About the random bytes generator

Question

About the random bytes generator

ivantcholakov opened this issue 10 years ago · 4 comments

Line 116:

$rawBinary = mcrypt_create_iv($numInts * PHP_INT_SIZE, MCRYPT_DEV_URANDOM);

This is a dependency on mcrypt PHP extension. What about making random bytes generation more tollerant to system configuration? I found this: https://github.com/GeorgeArgyros/Secure-random-bytes-in-PHP

Answer 1 · 2014-12-21T16:31:21.000Z

The best you can do in PHP is to try:

Use mcrypt
Use openssl
Read directly from /dev/urandom

I might consider doing a second (separate) library that safely tries each of these, but for now it's as easy as apt-get install php5-mcrypt.

Answer 2 · 2016-02-03T19:53:37.000Z

that library already exists: https://github.com/ircmaxell/RandomLib
no point invent another one

Answer 3 · 2017-01-23T18:15:02.000Z

random_bytes() function could be used.

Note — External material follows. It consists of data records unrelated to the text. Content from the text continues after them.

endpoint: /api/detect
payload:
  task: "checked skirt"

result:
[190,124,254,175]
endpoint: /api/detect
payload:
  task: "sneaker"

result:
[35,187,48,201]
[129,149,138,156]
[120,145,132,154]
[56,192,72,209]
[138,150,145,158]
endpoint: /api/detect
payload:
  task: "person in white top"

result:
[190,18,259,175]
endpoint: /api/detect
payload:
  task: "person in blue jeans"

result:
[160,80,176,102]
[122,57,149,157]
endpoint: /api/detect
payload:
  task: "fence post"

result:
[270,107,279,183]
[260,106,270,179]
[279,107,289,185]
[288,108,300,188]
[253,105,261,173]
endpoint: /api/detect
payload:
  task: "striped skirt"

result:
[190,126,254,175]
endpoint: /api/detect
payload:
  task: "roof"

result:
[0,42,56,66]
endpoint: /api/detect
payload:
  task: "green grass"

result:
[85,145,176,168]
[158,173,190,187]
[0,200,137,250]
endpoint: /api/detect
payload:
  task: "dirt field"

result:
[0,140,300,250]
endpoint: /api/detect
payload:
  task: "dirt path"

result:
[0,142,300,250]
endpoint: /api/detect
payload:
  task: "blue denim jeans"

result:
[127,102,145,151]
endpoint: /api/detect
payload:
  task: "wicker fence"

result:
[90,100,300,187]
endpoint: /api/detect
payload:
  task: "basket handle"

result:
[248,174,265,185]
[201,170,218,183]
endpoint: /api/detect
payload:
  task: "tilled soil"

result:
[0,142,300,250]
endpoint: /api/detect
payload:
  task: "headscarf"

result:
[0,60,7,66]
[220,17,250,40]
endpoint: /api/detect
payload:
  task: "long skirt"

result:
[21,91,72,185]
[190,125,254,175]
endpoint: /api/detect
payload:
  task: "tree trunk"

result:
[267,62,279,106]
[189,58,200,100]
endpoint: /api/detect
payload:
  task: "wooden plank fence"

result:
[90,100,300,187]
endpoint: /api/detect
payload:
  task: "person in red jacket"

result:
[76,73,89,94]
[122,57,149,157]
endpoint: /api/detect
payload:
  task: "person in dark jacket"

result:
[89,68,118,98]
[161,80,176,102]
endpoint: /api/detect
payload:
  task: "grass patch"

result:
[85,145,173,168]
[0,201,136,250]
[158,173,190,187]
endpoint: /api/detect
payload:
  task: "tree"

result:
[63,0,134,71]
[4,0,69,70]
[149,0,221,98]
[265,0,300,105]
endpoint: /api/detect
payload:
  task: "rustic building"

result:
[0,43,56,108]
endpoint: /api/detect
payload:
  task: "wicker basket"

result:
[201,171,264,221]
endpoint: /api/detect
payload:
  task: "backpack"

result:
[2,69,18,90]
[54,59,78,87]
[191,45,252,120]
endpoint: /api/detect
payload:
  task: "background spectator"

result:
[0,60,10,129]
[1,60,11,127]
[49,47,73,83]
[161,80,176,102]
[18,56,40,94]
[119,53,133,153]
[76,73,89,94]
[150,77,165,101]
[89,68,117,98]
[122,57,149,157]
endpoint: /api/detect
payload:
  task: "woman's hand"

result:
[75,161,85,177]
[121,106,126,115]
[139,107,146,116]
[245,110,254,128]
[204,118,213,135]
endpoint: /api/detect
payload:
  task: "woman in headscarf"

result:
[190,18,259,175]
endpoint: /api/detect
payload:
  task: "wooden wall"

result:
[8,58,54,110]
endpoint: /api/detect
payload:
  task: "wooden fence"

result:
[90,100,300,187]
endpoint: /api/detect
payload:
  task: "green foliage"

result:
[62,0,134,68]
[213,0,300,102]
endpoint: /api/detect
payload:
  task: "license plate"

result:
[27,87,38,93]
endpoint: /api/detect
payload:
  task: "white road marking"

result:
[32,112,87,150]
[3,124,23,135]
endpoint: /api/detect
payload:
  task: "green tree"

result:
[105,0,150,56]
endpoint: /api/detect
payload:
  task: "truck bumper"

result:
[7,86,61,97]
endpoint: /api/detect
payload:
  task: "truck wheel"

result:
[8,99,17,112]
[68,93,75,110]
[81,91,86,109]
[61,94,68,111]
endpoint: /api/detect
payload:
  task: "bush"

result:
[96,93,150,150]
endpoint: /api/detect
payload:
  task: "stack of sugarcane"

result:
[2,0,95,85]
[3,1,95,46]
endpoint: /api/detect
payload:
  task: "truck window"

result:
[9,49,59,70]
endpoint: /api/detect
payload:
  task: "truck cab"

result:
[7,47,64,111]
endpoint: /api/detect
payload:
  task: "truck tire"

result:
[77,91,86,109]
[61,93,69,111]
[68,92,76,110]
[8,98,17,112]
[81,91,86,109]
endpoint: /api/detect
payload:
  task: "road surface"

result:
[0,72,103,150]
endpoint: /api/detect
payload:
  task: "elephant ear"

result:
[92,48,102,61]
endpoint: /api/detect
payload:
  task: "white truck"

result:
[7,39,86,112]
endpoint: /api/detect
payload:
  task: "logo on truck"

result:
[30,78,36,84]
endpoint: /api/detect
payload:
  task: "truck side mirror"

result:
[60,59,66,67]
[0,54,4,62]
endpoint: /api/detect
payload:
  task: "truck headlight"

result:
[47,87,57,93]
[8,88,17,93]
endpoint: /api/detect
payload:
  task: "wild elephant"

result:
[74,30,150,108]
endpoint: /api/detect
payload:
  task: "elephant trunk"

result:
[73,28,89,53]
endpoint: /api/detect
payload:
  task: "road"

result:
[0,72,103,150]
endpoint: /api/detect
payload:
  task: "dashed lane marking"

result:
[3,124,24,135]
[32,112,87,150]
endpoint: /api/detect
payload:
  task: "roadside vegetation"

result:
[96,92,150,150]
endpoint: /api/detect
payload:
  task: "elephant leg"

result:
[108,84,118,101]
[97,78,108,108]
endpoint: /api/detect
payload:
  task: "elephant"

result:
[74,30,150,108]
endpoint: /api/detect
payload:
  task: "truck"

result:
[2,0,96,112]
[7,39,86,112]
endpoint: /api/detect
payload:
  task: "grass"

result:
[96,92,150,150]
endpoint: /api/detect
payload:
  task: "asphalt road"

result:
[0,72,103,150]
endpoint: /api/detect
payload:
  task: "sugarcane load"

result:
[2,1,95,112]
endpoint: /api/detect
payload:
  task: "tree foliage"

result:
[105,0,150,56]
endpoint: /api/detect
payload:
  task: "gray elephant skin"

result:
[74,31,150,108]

For PHP 5.x the polyfill https://github.com/paragonie/random_compat could be proposed for installation through Composer.

Answer 4 · 2017-04-20T10:23:12.000Z

Given the way that random_int works, am I right in thinking that it would actually make most of this library redundant? It seems to use a technique very similar to the one used in this library to be able to pick an un-biased int value between a min (e.g. 0) and max (e.g. character array length - 1).

With that in mind, the implementation of this library could be simplified all the way down to getting a random_int between 0 and N-1, and using the character at that index to build a string of the requested length.